# Thread: Find the critical points of a multivariable equation

1. ## Find the critical points of a multivariable equation

Picture is attached, may be small
I can't get past x^2 + y^2 = 5

2. I don't even get to $x^2+ y^2= 5$!

The critical points of a multivariable function are where it is not differentiable or where $\nabla f= 0$.

Here, the function is $f(x,y)= x^3- 3x- y^3+ 12y$ so the function is always differentiable and $\nabla f= (3x^2- 3)\vec{i}- (3y^2- 12)\vec{j}$. That will be 0 when both components are 0: $3x^2- 3= 0$ and $3y^2- 12= 0$.

Those should be easy to solve.

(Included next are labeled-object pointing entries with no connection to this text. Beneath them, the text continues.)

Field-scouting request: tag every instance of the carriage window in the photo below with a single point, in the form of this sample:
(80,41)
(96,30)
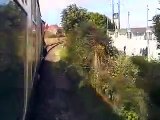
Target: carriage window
(12,60)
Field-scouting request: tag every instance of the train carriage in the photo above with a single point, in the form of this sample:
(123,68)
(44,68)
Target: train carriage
(21,45)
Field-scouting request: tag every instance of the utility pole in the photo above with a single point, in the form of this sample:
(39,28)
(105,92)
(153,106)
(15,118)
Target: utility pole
(147,35)
(113,11)
(128,20)
(119,8)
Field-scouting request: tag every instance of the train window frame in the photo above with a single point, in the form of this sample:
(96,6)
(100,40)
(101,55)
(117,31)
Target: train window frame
(22,10)
(33,11)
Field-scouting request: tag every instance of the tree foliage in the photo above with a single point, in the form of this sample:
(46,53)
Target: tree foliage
(73,16)
(156,20)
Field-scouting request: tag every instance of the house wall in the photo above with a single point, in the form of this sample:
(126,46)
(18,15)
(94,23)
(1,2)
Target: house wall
(135,44)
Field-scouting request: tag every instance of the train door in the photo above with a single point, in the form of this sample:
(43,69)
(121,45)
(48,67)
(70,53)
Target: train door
(12,60)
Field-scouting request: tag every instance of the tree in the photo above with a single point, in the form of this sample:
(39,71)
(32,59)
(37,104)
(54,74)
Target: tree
(72,16)
(101,21)
(156,20)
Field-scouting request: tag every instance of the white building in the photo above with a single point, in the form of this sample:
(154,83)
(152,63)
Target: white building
(136,42)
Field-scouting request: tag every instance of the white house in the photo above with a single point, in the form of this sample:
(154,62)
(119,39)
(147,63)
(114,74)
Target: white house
(135,42)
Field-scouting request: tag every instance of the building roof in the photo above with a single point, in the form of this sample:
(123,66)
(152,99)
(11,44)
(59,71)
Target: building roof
(140,30)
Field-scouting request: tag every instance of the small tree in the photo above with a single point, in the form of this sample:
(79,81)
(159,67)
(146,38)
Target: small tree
(72,16)
(156,20)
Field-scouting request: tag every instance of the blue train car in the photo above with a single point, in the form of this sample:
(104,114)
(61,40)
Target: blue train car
(21,35)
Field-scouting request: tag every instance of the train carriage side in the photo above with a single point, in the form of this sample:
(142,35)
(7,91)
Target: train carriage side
(20,51)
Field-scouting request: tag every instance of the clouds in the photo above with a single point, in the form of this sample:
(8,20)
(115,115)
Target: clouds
(51,9)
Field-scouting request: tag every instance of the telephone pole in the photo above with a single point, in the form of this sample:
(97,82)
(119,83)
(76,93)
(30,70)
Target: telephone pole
(113,11)
(128,20)
(119,8)
(147,35)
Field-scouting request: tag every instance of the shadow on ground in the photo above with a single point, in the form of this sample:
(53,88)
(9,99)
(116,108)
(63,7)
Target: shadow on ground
(57,97)
(150,83)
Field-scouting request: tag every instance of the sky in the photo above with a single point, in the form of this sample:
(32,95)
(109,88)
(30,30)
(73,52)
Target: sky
(51,10)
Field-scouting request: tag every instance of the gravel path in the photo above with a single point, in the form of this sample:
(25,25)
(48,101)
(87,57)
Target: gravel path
(53,99)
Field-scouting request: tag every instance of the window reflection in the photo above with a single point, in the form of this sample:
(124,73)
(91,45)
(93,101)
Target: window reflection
(12,57)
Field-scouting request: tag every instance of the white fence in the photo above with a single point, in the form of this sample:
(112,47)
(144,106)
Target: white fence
(136,46)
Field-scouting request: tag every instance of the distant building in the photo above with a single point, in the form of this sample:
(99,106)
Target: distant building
(135,41)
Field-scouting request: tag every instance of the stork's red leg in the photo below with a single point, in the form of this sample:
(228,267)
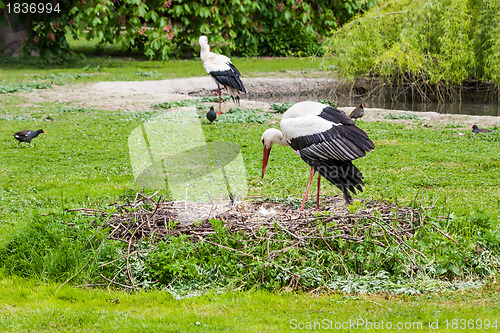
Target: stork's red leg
(220,99)
(308,186)
(317,195)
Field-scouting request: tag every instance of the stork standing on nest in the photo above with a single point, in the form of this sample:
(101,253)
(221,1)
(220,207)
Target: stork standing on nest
(326,139)
(222,70)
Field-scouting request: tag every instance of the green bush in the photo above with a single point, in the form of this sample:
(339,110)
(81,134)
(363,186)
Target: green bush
(165,29)
(425,41)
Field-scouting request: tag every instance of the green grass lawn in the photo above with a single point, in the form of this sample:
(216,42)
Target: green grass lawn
(31,306)
(83,161)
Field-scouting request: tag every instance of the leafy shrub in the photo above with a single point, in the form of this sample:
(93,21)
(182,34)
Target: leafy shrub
(426,41)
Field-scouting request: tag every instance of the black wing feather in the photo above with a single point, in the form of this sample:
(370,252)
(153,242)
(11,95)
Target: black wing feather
(330,153)
(230,77)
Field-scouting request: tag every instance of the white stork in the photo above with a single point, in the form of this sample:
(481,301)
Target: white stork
(326,139)
(222,70)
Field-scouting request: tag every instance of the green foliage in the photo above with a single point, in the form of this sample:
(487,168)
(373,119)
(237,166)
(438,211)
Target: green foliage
(425,41)
(402,116)
(157,28)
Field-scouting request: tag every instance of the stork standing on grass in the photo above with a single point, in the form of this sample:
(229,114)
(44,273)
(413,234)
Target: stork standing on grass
(326,139)
(222,70)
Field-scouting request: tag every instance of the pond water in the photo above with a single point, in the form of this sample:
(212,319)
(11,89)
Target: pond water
(470,106)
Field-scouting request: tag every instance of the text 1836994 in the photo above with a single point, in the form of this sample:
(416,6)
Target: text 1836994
(32,8)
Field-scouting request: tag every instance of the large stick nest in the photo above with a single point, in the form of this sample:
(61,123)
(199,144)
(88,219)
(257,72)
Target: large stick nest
(378,222)
(146,217)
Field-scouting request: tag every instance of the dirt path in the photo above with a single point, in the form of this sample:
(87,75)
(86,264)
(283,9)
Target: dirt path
(140,95)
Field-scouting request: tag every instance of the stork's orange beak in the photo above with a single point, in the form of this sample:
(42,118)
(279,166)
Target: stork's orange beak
(265,158)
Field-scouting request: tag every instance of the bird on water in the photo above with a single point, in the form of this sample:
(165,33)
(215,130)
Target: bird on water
(211,115)
(327,140)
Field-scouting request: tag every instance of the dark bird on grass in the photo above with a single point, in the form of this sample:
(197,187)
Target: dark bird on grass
(358,112)
(223,72)
(476,129)
(327,140)
(27,135)
(211,115)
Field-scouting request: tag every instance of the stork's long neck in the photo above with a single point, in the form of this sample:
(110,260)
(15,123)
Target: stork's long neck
(205,51)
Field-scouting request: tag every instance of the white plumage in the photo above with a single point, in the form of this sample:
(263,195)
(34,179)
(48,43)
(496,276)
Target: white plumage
(222,71)
(326,139)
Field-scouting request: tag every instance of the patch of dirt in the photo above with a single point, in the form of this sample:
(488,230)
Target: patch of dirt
(140,95)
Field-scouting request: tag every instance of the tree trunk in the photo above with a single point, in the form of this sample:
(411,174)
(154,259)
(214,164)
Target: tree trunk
(13,35)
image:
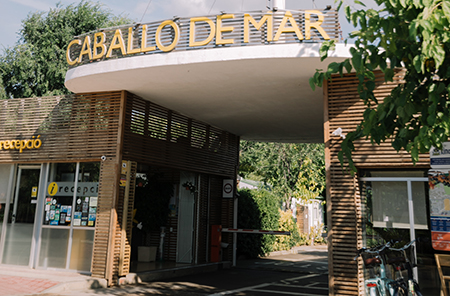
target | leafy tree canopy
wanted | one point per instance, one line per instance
(409, 34)
(293, 170)
(36, 65)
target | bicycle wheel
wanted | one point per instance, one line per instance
(401, 291)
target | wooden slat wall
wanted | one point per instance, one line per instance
(156, 135)
(344, 109)
(72, 128)
(203, 227)
(125, 214)
(102, 227)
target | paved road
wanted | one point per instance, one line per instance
(301, 273)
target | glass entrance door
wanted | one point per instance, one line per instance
(21, 210)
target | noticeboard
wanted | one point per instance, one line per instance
(439, 184)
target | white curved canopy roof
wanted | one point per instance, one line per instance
(257, 92)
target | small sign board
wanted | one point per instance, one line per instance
(439, 184)
(228, 188)
(440, 159)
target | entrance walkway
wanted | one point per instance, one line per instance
(15, 280)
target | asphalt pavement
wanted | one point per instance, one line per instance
(302, 271)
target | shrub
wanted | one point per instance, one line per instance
(287, 242)
(258, 209)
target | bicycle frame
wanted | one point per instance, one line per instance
(411, 285)
(380, 285)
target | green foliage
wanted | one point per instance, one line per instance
(409, 34)
(291, 169)
(37, 65)
(257, 209)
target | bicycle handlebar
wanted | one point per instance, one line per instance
(381, 248)
(404, 247)
(374, 250)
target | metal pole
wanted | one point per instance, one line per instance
(412, 232)
(279, 4)
(235, 226)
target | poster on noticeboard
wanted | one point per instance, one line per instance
(439, 193)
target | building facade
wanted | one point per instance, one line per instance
(69, 167)
(387, 199)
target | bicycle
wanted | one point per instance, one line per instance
(380, 285)
(409, 287)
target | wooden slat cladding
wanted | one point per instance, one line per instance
(344, 109)
(72, 128)
(102, 227)
(202, 30)
(162, 137)
(203, 220)
(125, 214)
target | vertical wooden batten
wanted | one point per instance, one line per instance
(344, 109)
(326, 126)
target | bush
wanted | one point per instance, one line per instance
(258, 209)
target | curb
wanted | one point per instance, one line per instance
(79, 285)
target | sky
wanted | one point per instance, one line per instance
(12, 12)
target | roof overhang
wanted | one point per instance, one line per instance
(259, 92)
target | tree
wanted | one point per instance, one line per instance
(291, 169)
(413, 35)
(37, 65)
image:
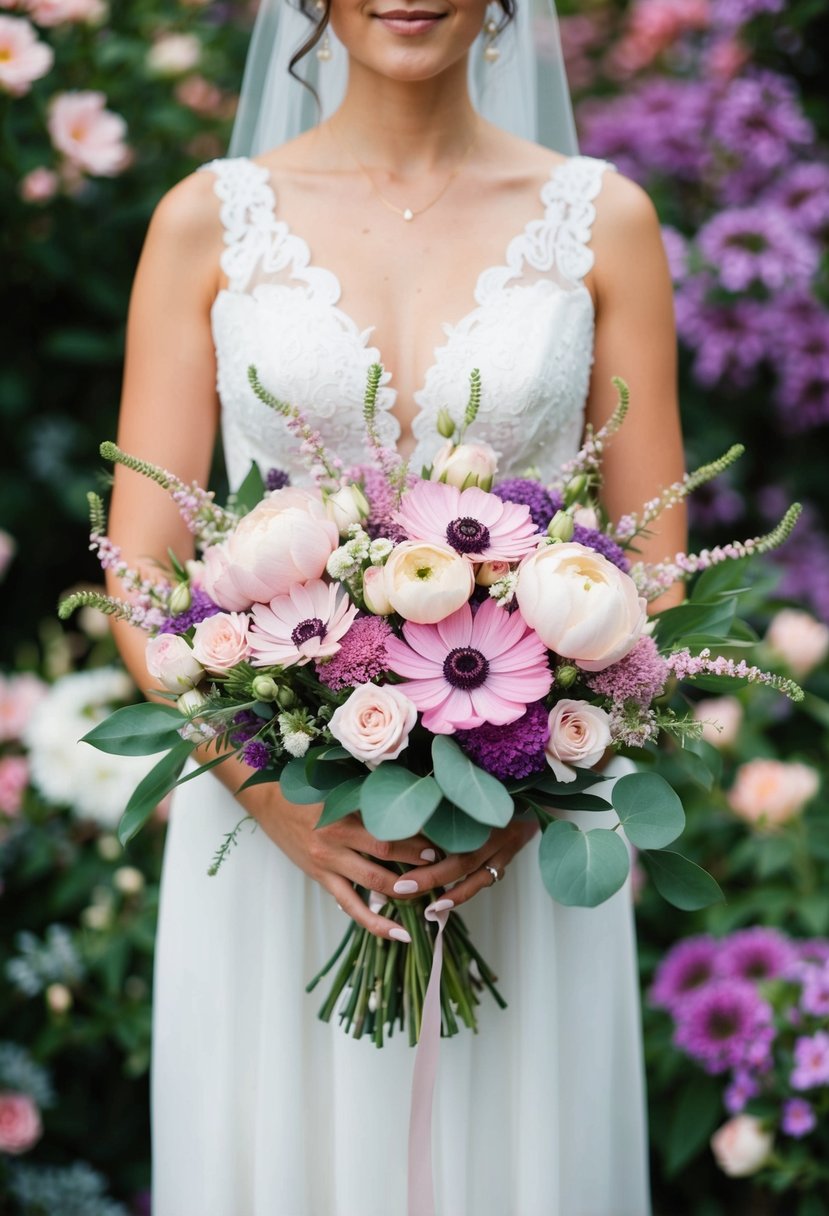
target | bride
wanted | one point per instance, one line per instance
(406, 228)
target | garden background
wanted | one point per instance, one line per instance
(718, 108)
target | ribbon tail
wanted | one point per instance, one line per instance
(421, 1183)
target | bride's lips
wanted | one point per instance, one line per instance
(409, 21)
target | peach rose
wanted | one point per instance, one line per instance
(20, 1122)
(464, 465)
(721, 718)
(799, 640)
(772, 792)
(286, 539)
(579, 733)
(742, 1146)
(580, 604)
(374, 722)
(170, 659)
(221, 641)
(90, 136)
(427, 583)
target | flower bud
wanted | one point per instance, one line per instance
(180, 598)
(265, 688)
(560, 527)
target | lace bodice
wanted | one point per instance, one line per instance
(530, 333)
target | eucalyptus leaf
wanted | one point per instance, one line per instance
(396, 803)
(582, 868)
(137, 731)
(473, 791)
(649, 810)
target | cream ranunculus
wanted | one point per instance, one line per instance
(464, 465)
(285, 540)
(742, 1146)
(580, 604)
(374, 722)
(170, 659)
(427, 583)
(579, 733)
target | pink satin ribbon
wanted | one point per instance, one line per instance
(421, 1184)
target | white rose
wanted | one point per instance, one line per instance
(464, 465)
(580, 604)
(579, 733)
(347, 507)
(221, 641)
(427, 583)
(374, 722)
(742, 1146)
(801, 641)
(170, 659)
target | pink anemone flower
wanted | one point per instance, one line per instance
(471, 669)
(478, 524)
(305, 624)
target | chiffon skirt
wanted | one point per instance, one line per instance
(260, 1109)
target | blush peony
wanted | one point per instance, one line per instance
(580, 604)
(285, 540)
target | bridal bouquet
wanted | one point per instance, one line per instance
(438, 653)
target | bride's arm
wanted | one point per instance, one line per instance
(169, 416)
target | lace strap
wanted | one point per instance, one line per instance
(248, 217)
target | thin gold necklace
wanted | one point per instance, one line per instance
(407, 213)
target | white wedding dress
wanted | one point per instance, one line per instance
(259, 1108)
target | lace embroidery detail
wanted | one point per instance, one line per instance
(531, 335)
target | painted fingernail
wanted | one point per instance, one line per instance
(405, 887)
(440, 906)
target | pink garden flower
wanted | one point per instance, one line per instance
(472, 522)
(471, 669)
(90, 136)
(305, 624)
(23, 57)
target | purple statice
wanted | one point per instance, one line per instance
(201, 607)
(815, 994)
(802, 191)
(725, 1025)
(257, 754)
(276, 479)
(687, 968)
(542, 502)
(639, 676)
(811, 1060)
(591, 538)
(361, 654)
(799, 1118)
(512, 750)
(756, 246)
(743, 1087)
(755, 953)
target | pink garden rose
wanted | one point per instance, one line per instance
(742, 1146)
(13, 780)
(580, 604)
(285, 540)
(772, 792)
(221, 641)
(170, 659)
(579, 733)
(90, 136)
(374, 722)
(20, 1122)
(23, 57)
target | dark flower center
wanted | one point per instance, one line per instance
(466, 668)
(467, 535)
(306, 630)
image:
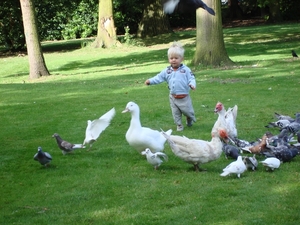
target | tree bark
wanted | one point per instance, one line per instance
(37, 66)
(210, 47)
(154, 21)
(106, 34)
(275, 14)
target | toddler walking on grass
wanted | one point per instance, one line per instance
(180, 80)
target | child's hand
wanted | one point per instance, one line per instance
(192, 87)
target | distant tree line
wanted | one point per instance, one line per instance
(64, 19)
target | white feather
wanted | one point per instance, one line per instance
(95, 127)
(170, 5)
(237, 167)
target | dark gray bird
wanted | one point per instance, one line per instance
(230, 151)
(294, 127)
(241, 143)
(43, 157)
(279, 123)
(251, 162)
(281, 138)
(294, 54)
(284, 117)
(65, 146)
(185, 6)
(285, 155)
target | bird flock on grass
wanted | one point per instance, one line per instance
(274, 148)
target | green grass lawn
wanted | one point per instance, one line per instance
(112, 183)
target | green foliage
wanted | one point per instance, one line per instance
(11, 25)
(112, 183)
(82, 22)
(64, 19)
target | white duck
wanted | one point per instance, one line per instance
(155, 159)
(226, 120)
(95, 127)
(140, 137)
(230, 118)
(271, 163)
(237, 167)
(196, 151)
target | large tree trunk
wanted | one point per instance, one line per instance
(210, 47)
(37, 66)
(154, 21)
(275, 14)
(106, 35)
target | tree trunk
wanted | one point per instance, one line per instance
(210, 47)
(275, 15)
(37, 66)
(154, 21)
(106, 34)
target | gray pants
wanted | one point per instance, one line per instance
(182, 106)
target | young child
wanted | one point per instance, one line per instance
(180, 80)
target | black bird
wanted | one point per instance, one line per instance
(65, 146)
(284, 117)
(43, 157)
(230, 151)
(294, 54)
(185, 6)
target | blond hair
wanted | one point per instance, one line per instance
(176, 49)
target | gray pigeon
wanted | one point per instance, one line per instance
(294, 54)
(65, 146)
(43, 157)
(251, 162)
(231, 151)
(283, 117)
(154, 159)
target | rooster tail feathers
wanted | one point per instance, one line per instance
(224, 174)
(76, 146)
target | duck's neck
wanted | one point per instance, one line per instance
(135, 119)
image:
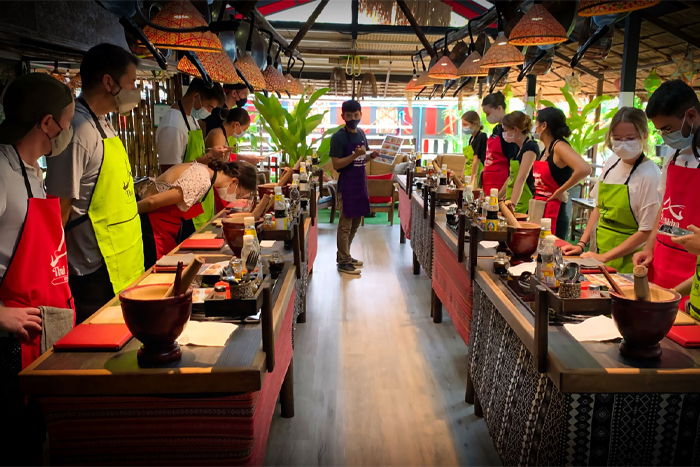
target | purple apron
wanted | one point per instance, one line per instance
(353, 184)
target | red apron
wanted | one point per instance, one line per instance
(545, 186)
(38, 271)
(681, 208)
(496, 165)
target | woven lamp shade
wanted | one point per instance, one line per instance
(252, 73)
(501, 54)
(472, 66)
(537, 27)
(608, 7)
(181, 14)
(443, 69)
(218, 65)
(274, 80)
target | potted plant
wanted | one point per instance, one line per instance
(289, 130)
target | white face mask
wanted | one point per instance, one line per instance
(627, 150)
(201, 113)
(127, 99)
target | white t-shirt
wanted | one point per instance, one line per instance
(686, 158)
(171, 137)
(644, 198)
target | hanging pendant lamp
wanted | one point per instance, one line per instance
(444, 68)
(610, 7)
(501, 54)
(181, 14)
(537, 27)
(217, 65)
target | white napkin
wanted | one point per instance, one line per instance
(110, 315)
(601, 328)
(207, 334)
(516, 271)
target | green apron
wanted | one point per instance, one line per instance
(526, 195)
(114, 215)
(194, 150)
(617, 222)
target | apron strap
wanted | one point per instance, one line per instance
(24, 173)
(94, 117)
(184, 116)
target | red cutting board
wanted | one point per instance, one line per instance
(202, 244)
(687, 336)
(96, 337)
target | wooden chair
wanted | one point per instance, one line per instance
(384, 189)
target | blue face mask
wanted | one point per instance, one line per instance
(676, 140)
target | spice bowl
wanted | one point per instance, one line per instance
(156, 321)
(644, 323)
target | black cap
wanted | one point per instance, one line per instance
(27, 100)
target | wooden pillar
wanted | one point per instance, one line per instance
(630, 55)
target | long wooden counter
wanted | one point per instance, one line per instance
(215, 405)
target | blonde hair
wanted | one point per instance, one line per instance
(473, 119)
(519, 121)
(637, 118)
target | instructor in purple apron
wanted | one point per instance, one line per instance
(349, 155)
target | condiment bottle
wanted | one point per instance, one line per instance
(492, 211)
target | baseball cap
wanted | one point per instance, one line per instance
(29, 98)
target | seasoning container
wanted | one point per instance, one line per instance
(501, 264)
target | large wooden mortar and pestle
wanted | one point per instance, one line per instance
(643, 315)
(157, 314)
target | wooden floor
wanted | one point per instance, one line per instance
(375, 381)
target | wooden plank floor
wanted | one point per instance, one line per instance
(376, 382)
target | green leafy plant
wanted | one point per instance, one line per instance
(584, 135)
(288, 131)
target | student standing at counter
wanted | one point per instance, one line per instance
(560, 167)
(176, 195)
(94, 181)
(498, 151)
(626, 195)
(521, 183)
(348, 150)
(180, 139)
(33, 264)
(675, 111)
(475, 151)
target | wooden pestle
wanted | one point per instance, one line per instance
(512, 221)
(641, 283)
(188, 276)
(261, 208)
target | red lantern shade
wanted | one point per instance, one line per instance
(609, 7)
(218, 65)
(537, 27)
(181, 14)
(501, 54)
(443, 69)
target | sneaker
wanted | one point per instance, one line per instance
(348, 269)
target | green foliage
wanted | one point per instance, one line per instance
(583, 133)
(289, 130)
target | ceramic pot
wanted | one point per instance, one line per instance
(523, 243)
(156, 321)
(644, 323)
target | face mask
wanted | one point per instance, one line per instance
(60, 142)
(676, 140)
(201, 113)
(627, 150)
(127, 99)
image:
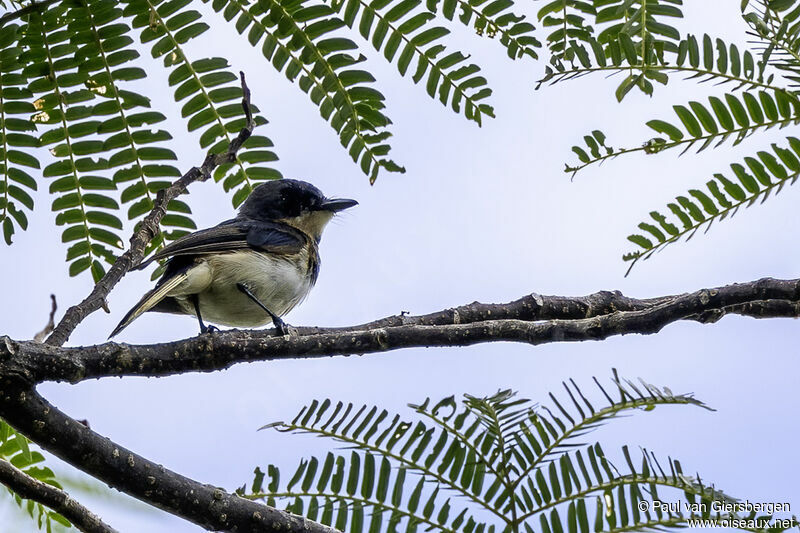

Where in the world did you get " $x^2+ y^2= 5$"?

3. Ok, sorry for the delayed response, I moved towards C++ for a bit.

I was just wondering. When you get to:
3x^2 - 3
and
-3y^2 + 12

Do you then solve for x as 1,-1 and then y as 2,-2
so the critical points are:
1,2
1,-2
-1,2
-1,-2?

I'm sorry I was following a youtube video, didn't know what the heck I was doing. Thanks.

4. Notice that I did NOT just get "3x^2- 3" and "3y^2- 12"! I said that, in order to have a critical point, we must have $\nabla f(x,y)= 0$ and from that I got the equations "3x^2- 3= 0" and "3y^2- 12= 0". Yes, $x= \pm 1$ and $y= \pm 2$ satisfy those equations. Since any pairing makes the gradient 0, the critical points are (1, 2), (1, -2), (-1, 2), and (-1, -2).